How a Local Humanist Group Emerged in a Very Conservative Area March 4, 2014

How a Local Humanist Group Emerged in a Very Conservative Area

Rachael Berman shares a fascinating story about how an Idaho community with virtually no (public) Humanists became a community with an active group consisting of 120 members (and counting):

Palouse billboard from 2012

In 2009 the American Humanist Association (AHA) had only two members in the area surrounding Moscow-Pullman, located in the region of the Pacific Northwest known as the Palouse. With the assistance of an anonymous donor, the AHA launched a continuing and concerted effort that included billboard, newspaper, online, and radio ads, along with a large multi-day event for Darwin Day each February…

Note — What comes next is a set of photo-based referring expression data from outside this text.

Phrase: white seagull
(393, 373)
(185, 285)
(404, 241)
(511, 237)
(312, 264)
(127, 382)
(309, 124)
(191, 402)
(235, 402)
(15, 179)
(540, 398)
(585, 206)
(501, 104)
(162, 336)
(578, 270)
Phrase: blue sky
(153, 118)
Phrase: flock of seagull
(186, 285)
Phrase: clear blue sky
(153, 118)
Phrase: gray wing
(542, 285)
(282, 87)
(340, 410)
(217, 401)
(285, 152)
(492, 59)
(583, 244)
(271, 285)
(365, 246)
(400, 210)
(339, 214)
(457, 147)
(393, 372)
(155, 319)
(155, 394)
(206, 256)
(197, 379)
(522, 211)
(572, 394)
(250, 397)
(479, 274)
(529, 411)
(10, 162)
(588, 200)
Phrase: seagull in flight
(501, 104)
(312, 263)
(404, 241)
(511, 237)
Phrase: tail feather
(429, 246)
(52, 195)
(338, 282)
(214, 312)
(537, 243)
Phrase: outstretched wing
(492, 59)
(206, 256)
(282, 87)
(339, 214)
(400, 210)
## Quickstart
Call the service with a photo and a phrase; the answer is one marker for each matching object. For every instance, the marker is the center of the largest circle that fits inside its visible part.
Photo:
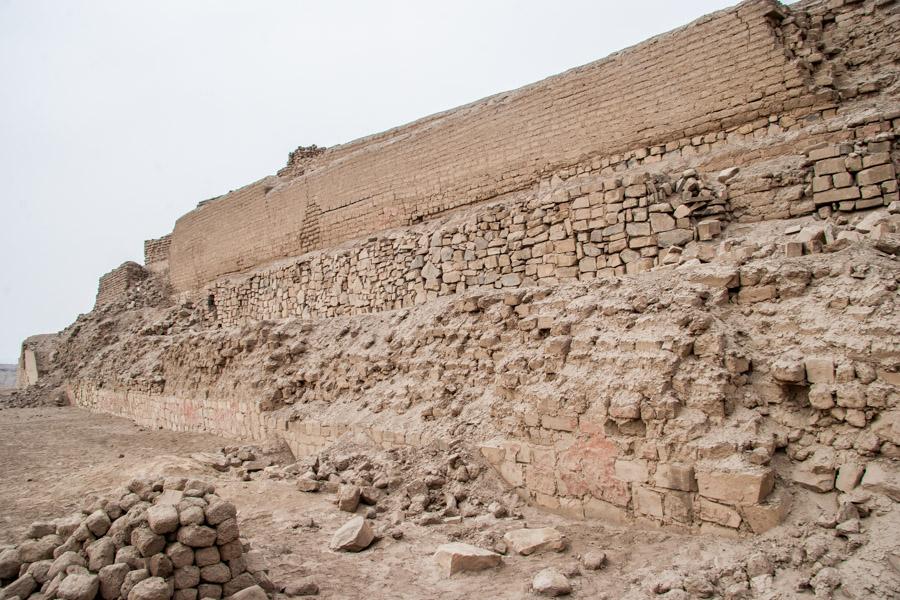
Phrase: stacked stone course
(115, 284)
(156, 540)
(544, 275)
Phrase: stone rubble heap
(428, 485)
(162, 539)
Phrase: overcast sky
(117, 117)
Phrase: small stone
(209, 590)
(307, 484)
(162, 518)
(180, 555)
(111, 579)
(98, 523)
(39, 529)
(63, 562)
(206, 556)
(727, 174)
(217, 573)
(101, 553)
(9, 563)
(302, 587)
(251, 593)
(242, 581)
(79, 587)
(21, 587)
(197, 536)
(42, 549)
(456, 557)
(219, 511)
(161, 566)
(153, 588)
(191, 515)
(550, 582)
(348, 498)
(132, 579)
(147, 542)
(355, 535)
(186, 577)
(593, 560)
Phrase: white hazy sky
(117, 117)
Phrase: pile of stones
(428, 486)
(160, 539)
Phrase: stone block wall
(578, 229)
(585, 226)
(717, 74)
(114, 284)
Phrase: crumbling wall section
(114, 285)
(713, 76)
(156, 253)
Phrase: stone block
(719, 513)
(882, 478)
(819, 369)
(458, 557)
(631, 470)
(675, 477)
(771, 513)
(875, 174)
(648, 502)
(735, 483)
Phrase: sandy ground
(52, 458)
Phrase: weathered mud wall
(624, 330)
(715, 75)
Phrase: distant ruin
(589, 279)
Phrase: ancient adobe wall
(156, 253)
(576, 229)
(114, 284)
(723, 70)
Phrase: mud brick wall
(584, 227)
(722, 71)
(156, 253)
(114, 284)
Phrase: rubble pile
(159, 539)
(428, 485)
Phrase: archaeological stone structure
(660, 288)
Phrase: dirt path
(52, 458)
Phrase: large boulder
(111, 579)
(883, 479)
(63, 562)
(197, 536)
(535, 541)
(9, 563)
(251, 593)
(162, 518)
(220, 510)
(21, 587)
(153, 588)
(100, 553)
(79, 586)
(457, 557)
(355, 535)
(147, 542)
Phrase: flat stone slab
(457, 557)
(535, 541)
(550, 582)
(353, 536)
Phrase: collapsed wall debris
(154, 540)
(669, 301)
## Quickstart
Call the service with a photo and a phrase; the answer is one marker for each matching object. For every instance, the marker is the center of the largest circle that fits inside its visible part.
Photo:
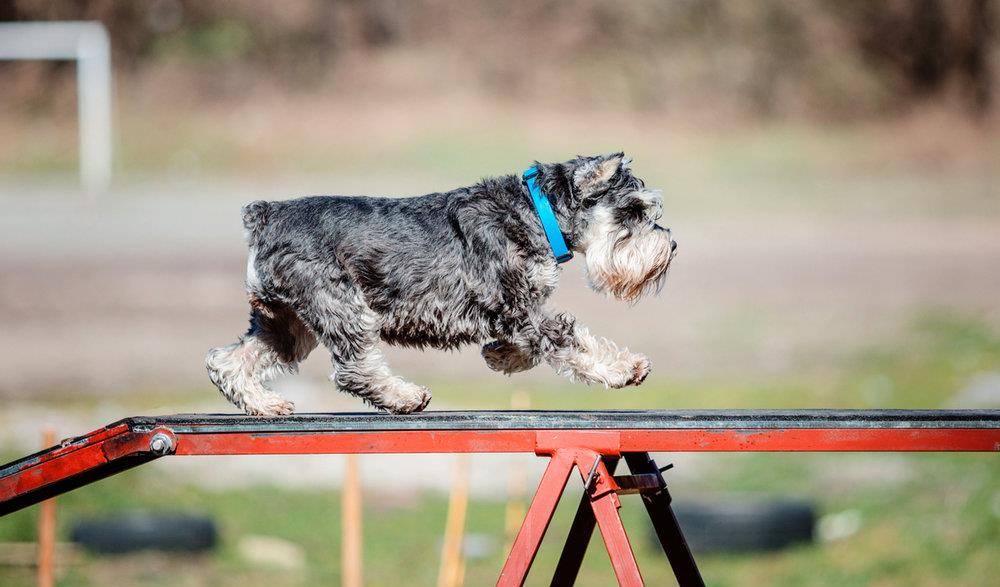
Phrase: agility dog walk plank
(133, 441)
(590, 443)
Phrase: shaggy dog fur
(469, 266)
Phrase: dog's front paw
(402, 397)
(268, 405)
(507, 358)
(640, 369)
(630, 369)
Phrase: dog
(471, 266)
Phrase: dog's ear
(597, 171)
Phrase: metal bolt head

The ongoing effort in the Moscow-Pullman area to bring humanists out from hiding shows that it can be done as long as there is a willingness to make a sincere and prolonged effort. There are humanists everywhere, including in places where anti-humanist hostility is the norm. Sometimes all it takes for a humanist awakening is to provide the method for them to find each other.

True, not everyone has the benefit of a donor or billboard campaign, but pretty much everyone has access to Facebook or Meetup. All you need is one person willing to take charge: set up a place for people to meet, advertise the heck out of it (and let national organizations know what you’re trying to do for additional support), and you might be surprised how many people show their interest.

Berman also points out that all this took place in a very conservative area, making it all the more reason to get a group for atheists going. They have nowhere else to turn!